The formation of bound states at surfaces of materials with an energy gap in the bulk electron spectrum is a well known physical phenomenon. At superconductor surfaces, quasiparticles with energies inside the superconducting gap Δ may be trapped in bound states in quantum wells, formed by total reflection against the vacuum and total Andreev reflection against the superconductor. Since an electron reflects as a hole and sends a Cooper pair into the superconductor, the surface states give rise to resonant transport of quasiparticle and Cooper pair currents, and may be observed in tunnelling spectra.
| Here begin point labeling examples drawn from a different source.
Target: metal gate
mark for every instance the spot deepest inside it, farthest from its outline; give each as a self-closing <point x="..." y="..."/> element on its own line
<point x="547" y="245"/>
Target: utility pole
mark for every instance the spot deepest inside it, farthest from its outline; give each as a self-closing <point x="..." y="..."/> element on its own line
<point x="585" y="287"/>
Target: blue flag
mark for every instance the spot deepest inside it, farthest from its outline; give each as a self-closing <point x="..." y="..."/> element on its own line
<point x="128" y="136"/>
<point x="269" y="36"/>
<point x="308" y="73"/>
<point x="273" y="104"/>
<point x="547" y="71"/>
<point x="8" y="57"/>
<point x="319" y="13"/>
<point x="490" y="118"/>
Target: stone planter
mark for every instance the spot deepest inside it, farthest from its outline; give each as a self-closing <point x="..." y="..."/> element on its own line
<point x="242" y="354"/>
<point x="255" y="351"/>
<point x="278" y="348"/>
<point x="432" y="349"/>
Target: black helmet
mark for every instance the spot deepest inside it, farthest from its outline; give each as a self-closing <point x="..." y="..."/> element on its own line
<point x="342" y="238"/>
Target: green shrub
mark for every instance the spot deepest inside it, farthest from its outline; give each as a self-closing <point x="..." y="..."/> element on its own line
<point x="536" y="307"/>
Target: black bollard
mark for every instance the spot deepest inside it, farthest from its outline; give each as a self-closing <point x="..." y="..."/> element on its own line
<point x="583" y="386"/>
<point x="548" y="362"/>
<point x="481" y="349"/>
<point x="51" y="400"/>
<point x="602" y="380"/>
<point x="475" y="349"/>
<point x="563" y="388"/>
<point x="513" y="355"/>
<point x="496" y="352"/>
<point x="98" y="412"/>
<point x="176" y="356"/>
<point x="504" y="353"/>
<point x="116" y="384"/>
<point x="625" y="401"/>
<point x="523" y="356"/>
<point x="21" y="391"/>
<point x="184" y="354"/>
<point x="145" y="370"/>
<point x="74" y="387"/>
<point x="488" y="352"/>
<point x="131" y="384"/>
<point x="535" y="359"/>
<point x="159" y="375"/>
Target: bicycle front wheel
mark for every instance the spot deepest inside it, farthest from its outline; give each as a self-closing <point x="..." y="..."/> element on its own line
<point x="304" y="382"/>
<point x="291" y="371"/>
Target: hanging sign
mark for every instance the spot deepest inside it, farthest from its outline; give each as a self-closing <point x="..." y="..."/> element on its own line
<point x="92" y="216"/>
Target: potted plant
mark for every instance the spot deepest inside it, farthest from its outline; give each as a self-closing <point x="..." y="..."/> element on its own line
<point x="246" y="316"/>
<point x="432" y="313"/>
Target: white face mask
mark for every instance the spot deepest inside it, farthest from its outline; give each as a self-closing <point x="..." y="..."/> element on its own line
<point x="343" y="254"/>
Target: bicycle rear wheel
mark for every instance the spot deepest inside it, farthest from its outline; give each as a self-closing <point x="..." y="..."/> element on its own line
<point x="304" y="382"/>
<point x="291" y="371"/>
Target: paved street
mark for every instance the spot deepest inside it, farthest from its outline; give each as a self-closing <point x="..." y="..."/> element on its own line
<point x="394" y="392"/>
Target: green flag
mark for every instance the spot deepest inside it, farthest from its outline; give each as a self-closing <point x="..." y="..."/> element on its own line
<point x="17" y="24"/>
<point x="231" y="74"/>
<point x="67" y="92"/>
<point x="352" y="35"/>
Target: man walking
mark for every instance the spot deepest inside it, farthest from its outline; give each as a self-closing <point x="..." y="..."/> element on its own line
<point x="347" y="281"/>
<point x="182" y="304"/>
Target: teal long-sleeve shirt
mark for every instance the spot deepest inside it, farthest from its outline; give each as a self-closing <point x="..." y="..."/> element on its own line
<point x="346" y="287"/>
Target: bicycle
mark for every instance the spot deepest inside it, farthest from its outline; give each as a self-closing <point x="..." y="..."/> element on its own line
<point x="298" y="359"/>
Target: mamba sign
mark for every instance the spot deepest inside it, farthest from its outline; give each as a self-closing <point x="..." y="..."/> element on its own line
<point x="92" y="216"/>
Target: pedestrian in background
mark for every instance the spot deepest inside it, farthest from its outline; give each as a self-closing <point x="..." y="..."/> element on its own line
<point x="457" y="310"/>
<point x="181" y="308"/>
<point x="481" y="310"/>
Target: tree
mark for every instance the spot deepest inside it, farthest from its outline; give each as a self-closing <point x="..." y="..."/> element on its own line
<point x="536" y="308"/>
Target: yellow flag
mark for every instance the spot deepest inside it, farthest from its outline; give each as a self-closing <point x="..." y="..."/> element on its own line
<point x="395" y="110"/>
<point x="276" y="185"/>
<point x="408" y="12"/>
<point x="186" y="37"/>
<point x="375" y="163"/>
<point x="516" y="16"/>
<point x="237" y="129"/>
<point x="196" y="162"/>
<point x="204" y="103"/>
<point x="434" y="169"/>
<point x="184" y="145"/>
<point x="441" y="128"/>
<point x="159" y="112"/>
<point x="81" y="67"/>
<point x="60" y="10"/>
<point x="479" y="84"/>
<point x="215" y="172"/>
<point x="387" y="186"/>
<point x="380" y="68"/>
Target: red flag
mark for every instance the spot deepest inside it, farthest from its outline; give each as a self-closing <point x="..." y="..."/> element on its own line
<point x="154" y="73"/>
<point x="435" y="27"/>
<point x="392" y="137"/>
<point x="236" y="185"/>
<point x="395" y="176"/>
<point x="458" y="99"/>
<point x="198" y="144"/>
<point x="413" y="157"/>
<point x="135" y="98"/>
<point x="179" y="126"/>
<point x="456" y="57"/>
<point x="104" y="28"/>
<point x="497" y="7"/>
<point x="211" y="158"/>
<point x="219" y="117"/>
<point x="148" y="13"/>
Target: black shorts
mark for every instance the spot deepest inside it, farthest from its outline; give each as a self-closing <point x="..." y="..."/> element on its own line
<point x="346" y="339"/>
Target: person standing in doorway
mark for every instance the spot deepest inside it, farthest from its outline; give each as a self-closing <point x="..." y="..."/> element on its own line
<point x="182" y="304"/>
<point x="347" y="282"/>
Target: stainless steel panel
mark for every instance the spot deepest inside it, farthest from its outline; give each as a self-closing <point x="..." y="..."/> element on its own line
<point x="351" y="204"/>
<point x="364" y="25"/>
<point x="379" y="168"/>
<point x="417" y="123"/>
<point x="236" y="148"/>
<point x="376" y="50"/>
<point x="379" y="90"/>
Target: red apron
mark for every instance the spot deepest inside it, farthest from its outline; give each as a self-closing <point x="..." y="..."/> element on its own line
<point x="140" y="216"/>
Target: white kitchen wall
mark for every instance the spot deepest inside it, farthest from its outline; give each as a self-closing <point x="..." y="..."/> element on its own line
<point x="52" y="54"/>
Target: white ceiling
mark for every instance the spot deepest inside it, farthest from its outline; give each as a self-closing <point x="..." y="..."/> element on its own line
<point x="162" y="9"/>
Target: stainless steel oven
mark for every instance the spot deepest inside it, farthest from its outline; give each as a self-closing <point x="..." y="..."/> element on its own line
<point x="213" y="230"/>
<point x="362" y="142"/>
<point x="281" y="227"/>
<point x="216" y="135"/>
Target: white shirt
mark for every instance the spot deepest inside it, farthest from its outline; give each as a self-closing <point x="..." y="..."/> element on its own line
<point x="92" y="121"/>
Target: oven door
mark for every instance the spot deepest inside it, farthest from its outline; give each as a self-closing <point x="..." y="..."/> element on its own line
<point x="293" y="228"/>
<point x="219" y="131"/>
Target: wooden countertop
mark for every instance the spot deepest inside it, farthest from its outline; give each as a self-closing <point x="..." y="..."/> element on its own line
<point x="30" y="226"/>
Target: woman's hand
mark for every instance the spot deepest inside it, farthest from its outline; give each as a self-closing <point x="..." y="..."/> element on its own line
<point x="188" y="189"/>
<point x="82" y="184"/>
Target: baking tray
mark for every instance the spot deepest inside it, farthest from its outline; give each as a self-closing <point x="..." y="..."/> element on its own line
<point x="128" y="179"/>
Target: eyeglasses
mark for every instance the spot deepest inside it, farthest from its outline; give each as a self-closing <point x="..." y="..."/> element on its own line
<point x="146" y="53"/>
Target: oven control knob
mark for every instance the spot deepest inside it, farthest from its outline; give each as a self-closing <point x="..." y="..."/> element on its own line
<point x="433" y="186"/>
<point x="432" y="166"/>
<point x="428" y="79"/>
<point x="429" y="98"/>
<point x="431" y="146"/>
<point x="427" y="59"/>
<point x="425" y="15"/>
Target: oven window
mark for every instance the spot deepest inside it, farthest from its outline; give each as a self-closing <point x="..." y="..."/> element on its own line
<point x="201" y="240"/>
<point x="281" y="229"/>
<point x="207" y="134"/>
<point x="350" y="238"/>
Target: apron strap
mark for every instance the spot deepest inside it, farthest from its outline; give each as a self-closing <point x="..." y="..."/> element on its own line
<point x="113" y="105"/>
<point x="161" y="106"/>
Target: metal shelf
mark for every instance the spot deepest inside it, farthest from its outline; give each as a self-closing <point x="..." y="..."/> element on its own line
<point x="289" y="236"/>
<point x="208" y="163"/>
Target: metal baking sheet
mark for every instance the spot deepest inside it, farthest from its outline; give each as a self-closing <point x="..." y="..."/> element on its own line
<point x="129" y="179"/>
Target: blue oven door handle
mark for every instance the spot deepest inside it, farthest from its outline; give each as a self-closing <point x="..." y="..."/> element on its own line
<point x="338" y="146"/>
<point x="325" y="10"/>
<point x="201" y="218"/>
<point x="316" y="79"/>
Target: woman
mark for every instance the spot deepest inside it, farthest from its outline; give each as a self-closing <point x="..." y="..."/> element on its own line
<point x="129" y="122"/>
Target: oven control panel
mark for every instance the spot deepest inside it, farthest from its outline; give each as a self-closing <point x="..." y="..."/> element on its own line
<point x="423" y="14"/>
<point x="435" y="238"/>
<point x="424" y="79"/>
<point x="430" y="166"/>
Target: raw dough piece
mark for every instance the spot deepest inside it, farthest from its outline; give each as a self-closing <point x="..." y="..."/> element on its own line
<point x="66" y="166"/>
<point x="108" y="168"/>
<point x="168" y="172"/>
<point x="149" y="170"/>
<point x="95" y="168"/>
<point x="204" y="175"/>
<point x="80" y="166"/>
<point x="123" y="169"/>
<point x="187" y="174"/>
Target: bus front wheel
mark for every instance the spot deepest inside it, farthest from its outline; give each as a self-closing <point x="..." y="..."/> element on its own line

In superconducting junctions these surface states may hybridize and form bound Andreev states, trapped between the superconducting electrodes. In d-wave superconductors, the order parameter changes sign under 90° rotation and, as a consequence, Andreev reflection may lead to the formation of zero energy quasiparticle bound states, midgap states (MGS). The formation of MGS is a robust feature of d-wave superconductivity and provides a unified framework for many important effects which will be reviewed: large Josephson current, low-temperature anomaly of the critical Josephson current, π-junction behaviour, 0→π junction crossover with temperature, zero-bias conductance peaks, paramagnetic currents, time reversal symmetry breaking, spontaneous interface currents, and resonance features in subgap currents. Taken together these effects, when observed in experiments, provide proof for d-wave superconductivity in the cuprates.